1.Geding in cassatie

Het beroep is ingesteld door de verdachte. Namens deze heeft M.A. Muntjewerf, advocaat te Amsterdam, bij schriftuur een middel van cassatie voorgesteld. De schriftuur is aan dit arrest gehecht en maakt daarvan deel uit.
De Advocaat-Generaal A.E. Harteveld heeft geconcludeerd dat het cassatieberoep met toepassing van art. 80a RO niet-ontvankelijk zal worden verklaard.

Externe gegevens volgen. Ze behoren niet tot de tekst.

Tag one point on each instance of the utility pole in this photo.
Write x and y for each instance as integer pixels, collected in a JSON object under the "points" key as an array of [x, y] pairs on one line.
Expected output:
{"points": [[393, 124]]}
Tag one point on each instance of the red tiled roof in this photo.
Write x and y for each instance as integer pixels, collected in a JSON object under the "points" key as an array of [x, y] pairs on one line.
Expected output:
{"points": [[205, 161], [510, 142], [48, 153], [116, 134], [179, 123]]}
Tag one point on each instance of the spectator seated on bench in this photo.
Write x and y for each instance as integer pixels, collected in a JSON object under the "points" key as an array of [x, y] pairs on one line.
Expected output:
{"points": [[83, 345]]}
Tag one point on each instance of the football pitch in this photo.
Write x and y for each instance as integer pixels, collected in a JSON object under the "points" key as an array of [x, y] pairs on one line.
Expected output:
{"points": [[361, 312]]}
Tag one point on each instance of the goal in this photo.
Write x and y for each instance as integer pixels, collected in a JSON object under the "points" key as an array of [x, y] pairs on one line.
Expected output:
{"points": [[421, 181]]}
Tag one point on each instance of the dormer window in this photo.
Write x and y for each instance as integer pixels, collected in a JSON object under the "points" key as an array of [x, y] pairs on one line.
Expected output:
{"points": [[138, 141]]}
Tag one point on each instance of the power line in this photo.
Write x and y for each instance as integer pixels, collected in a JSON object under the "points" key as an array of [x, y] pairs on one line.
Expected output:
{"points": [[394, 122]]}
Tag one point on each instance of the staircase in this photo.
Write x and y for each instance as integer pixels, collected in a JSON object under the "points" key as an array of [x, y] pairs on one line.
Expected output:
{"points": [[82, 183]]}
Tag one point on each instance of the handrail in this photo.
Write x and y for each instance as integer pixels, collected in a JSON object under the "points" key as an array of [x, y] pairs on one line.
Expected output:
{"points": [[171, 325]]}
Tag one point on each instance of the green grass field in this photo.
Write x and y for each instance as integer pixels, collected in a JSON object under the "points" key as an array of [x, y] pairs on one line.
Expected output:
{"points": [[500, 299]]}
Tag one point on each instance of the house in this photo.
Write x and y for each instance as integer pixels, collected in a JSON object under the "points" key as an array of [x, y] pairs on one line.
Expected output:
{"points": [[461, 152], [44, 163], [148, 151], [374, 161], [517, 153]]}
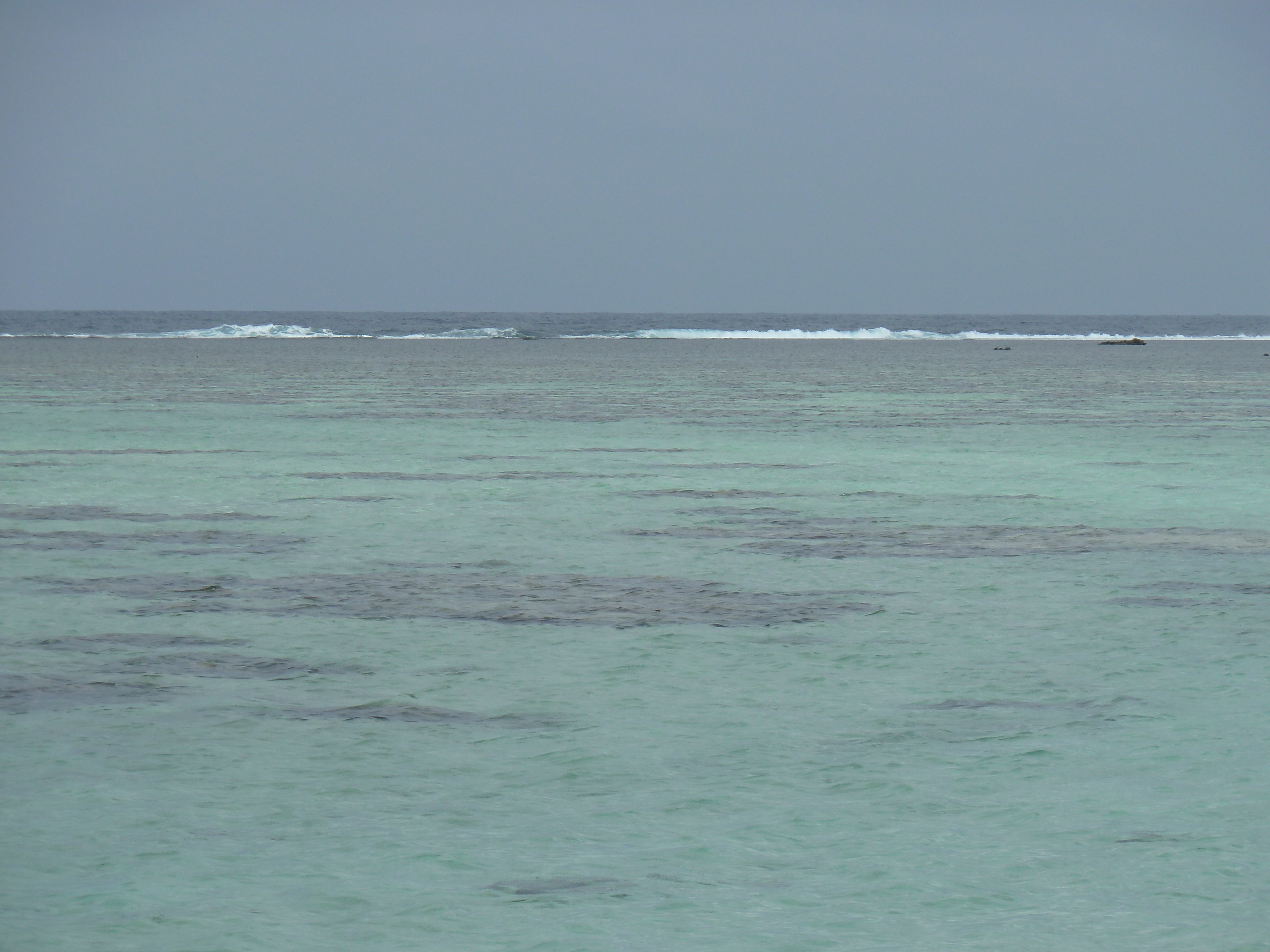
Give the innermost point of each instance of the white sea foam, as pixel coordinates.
(227, 332)
(223, 332)
(459, 334)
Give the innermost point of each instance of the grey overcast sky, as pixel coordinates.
(890, 157)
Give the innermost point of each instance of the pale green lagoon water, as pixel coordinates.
(871, 691)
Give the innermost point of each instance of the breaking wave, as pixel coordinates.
(229, 332)
(460, 334)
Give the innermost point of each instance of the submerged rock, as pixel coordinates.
(512, 600)
(538, 888)
(27, 694)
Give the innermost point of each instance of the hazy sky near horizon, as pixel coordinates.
(888, 157)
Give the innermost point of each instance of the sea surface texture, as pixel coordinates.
(634, 645)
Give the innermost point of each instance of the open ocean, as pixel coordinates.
(866, 635)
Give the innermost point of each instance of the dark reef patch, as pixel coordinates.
(557, 885)
(708, 493)
(478, 477)
(81, 513)
(424, 714)
(340, 499)
(117, 453)
(27, 694)
(867, 538)
(95, 644)
(1159, 602)
(231, 667)
(90, 541)
(1240, 588)
(737, 466)
(512, 600)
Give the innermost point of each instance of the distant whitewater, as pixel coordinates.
(225, 326)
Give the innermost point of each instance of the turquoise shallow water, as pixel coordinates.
(608, 645)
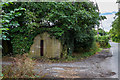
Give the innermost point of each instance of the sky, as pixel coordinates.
(107, 8)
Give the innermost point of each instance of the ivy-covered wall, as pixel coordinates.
(70, 22)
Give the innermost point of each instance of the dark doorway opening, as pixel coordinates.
(41, 47)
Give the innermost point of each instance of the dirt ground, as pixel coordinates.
(96, 66)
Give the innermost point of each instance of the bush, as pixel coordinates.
(103, 41)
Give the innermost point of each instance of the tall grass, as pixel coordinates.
(21, 67)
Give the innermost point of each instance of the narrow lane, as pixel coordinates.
(114, 60)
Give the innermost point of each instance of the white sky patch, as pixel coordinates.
(104, 7)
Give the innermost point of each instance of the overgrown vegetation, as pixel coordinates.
(103, 41)
(115, 31)
(70, 22)
(21, 67)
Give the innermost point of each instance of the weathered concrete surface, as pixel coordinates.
(102, 65)
(51, 48)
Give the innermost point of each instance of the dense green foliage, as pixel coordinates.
(103, 41)
(70, 22)
(115, 31)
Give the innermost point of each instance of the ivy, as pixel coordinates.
(69, 22)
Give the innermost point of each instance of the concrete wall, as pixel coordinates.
(51, 48)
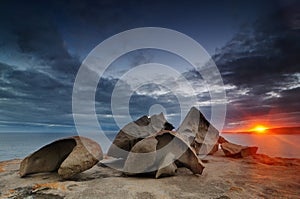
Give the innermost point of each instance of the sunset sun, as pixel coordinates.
(259, 129)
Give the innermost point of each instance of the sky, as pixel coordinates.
(254, 44)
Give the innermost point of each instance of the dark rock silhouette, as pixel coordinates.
(68, 156)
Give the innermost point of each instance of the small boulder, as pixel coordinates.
(199, 133)
(68, 156)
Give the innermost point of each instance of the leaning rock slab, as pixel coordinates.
(135, 131)
(198, 132)
(68, 156)
(237, 151)
(158, 153)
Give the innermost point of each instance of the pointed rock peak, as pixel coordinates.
(135, 131)
(197, 131)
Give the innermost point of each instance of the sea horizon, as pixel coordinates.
(17, 145)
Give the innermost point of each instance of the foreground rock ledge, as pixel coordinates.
(68, 156)
(253, 177)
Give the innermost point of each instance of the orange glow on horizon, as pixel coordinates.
(259, 129)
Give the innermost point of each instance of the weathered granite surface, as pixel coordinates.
(257, 176)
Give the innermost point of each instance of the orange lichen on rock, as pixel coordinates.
(50, 185)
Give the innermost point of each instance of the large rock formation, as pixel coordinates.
(68, 156)
(135, 131)
(160, 154)
(199, 133)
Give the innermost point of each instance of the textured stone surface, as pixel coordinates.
(68, 156)
(256, 176)
(164, 143)
(237, 151)
(141, 157)
(198, 132)
(135, 131)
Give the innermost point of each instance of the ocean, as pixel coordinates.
(19, 145)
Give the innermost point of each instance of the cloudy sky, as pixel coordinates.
(254, 44)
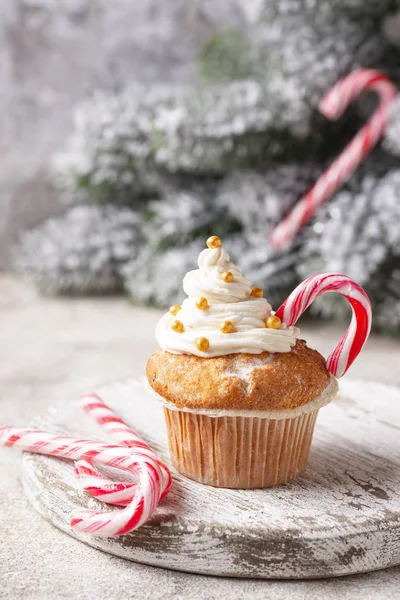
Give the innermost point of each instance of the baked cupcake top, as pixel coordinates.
(223, 313)
(277, 383)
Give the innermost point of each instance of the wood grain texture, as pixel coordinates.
(342, 516)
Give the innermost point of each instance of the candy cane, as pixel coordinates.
(153, 479)
(91, 480)
(356, 335)
(332, 106)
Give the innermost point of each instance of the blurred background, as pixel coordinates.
(130, 131)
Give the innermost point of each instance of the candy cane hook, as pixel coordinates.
(332, 106)
(152, 476)
(357, 333)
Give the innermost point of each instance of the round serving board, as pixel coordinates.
(342, 516)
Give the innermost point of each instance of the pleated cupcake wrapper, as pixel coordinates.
(240, 452)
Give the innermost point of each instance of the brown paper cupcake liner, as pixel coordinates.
(241, 452)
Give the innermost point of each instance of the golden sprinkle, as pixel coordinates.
(226, 327)
(202, 303)
(175, 308)
(177, 326)
(214, 242)
(256, 293)
(273, 322)
(202, 344)
(227, 277)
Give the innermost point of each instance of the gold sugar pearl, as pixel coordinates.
(202, 303)
(273, 322)
(256, 293)
(226, 327)
(227, 277)
(202, 344)
(214, 242)
(175, 308)
(177, 326)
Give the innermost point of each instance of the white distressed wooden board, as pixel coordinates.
(342, 516)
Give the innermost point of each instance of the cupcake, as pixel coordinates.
(241, 391)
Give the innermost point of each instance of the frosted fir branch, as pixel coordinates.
(123, 145)
(80, 252)
(259, 200)
(356, 233)
(156, 279)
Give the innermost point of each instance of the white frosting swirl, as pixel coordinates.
(227, 302)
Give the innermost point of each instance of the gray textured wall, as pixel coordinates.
(54, 53)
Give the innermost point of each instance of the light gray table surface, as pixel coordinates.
(52, 349)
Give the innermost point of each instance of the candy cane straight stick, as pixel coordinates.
(91, 480)
(356, 335)
(332, 106)
(152, 476)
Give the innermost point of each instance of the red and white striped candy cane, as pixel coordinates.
(93, 482)
(152, 477)
(357, 333)
(332, 106)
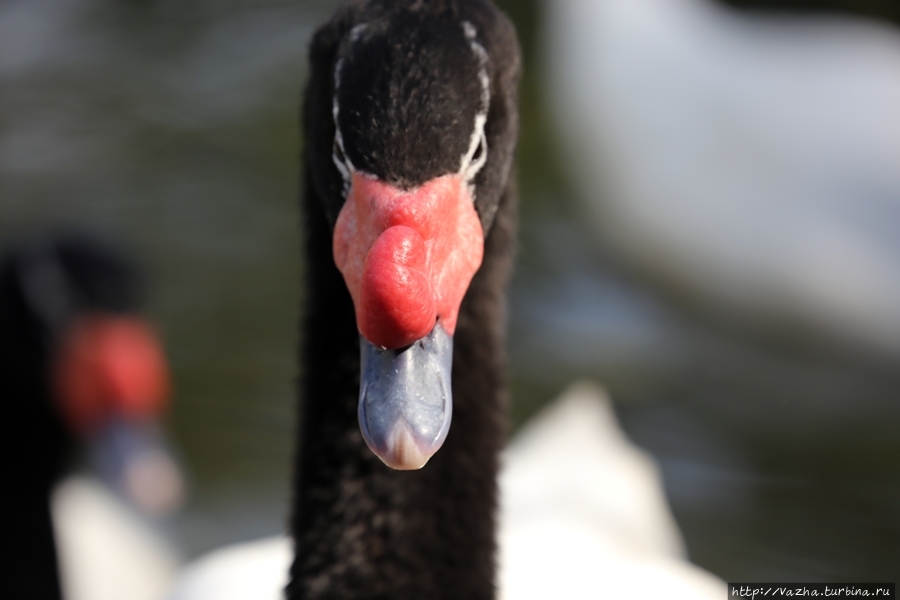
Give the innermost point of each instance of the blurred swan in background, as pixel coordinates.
(583, 515)
(81, 370)
(752, 162)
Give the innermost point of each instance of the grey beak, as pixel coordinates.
(405, 402)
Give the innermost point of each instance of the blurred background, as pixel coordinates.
(710, 227)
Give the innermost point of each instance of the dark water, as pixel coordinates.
(172, 126)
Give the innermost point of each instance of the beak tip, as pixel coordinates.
(402, 452)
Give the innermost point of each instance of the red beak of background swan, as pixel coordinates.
(112, 384)
(407, 257)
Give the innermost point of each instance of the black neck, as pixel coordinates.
(361, 529)
(31, 448)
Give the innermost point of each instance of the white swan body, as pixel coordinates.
(106, 551)
(755, 161)
(583, 516)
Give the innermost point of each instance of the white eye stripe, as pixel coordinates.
(342, 162)
(469, 165)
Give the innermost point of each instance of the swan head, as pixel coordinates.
(104, 376)
(410, 162)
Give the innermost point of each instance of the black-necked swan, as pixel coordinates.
(78, 366)
(410, 120)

2.Beoordeling van de ontvankelijkheid van het beroep

De Hoge Raad is van oordeel dat de aangevoerde klachten geen behandeling in cassatie rechtvaardigen omdat de partij die het cassatieberoep heeft ingesteld klaarblijkelijk onvoldoende belang heeft bij het cassatieberoep dan wel omdat de klachten klaarblijkelijk niet tot cassatie kunnen leiden.
De Hoge Raad zal daarom – gezien art. 80a van de Wet op de rechterlijke organisatie en gehoord de Procureur-Generaal – het beroep niet-ontvankelijk verklaren.

3.Beslissing

De Hoge Raad verklaart het beroep in cassatie niet-ontvankelijk.
Dit arrest is gewezen door de vice-presiden W.A.M. van Schendel als voorzitter, en de raadsheren Y. Buruma en A.L.J. van Strien, in bijzijn van de waarnemend griffier A.C. ten Klooster, en uitgesproken ter openbare terechtzitting van
19 september 2017.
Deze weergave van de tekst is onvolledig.